VT420 Parser

A complete parser manual is also vailable.



With the increased popularity of PCs among the MIT community, one of the most needed networking applications is a secure telnet client for PCs. The VT420 parser I had been working on will be used by a new kerborized telnet client for DOS, Microsoft Windows, Windows NT, and Windows 95. The client is being developed by McGill University in Canada, and will be available to MIT once it is released. The source code for the parser, however, is available immediately.

The main job of the parser is, of course, to parse the data stream by identifying the ASCII characters and terminal commands and reporting them to the higher-level code. In order to identify the terminal commands, the parser has to match the data against the possible syntaxes the commands can have. The five types of command syntaxes in VT data stream are:

Both CSI and DCS sequences can have multiple optional parameters, and may have several commands combined in a single sequence. Finally, there are exceptions that do not fit in there five categories. In the total, the parser recognizes nearly 300 commands.
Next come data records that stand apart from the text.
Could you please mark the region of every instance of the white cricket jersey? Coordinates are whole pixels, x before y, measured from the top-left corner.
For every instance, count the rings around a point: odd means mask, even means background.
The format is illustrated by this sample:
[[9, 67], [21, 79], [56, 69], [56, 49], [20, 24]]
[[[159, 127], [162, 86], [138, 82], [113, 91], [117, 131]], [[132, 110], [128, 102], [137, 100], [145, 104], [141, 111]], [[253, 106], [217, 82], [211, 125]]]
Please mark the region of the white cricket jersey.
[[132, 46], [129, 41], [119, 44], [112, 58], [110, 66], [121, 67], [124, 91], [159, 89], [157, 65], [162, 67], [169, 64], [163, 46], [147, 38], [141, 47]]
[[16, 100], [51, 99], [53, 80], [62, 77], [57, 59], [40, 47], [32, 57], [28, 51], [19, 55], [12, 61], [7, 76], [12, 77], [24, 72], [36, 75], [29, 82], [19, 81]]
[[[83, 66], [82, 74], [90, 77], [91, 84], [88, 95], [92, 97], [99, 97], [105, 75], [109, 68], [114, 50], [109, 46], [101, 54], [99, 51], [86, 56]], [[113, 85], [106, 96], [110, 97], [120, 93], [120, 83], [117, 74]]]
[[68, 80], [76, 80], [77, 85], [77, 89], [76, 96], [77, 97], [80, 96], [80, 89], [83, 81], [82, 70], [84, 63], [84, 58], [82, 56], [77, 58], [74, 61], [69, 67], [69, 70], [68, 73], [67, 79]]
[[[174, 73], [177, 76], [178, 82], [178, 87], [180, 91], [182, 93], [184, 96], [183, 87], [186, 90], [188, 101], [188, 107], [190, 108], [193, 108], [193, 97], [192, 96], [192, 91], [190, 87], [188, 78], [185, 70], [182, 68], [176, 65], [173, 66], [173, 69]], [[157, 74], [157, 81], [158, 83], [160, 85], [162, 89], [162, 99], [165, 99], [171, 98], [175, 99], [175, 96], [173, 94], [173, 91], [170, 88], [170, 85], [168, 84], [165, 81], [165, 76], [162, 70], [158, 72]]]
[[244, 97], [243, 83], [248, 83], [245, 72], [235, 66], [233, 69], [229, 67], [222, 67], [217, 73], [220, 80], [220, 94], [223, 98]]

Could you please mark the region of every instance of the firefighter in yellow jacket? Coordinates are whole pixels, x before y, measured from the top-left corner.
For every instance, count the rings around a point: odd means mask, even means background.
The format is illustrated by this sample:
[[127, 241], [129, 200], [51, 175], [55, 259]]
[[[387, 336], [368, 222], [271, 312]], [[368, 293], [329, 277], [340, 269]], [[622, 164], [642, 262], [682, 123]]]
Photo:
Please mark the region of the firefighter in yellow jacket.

An important issue is the integration of the parser in an application the way that allows parsing to occur while the data is being received. To satisfy this scheme, the parser has been implemented as a finite state machine that preserves its state between the calls. On each call the parser is presented with the a fragment of the data stream. If the parser has determined that a command sequence has been split across the data fragments, it will wait till the very last fragment of the sequence is passed to complete the parsing. By moving all essential state variables to a dynamically allocatable structure, this implementation of the parser is able to parse data streams from several independent processes concurrently.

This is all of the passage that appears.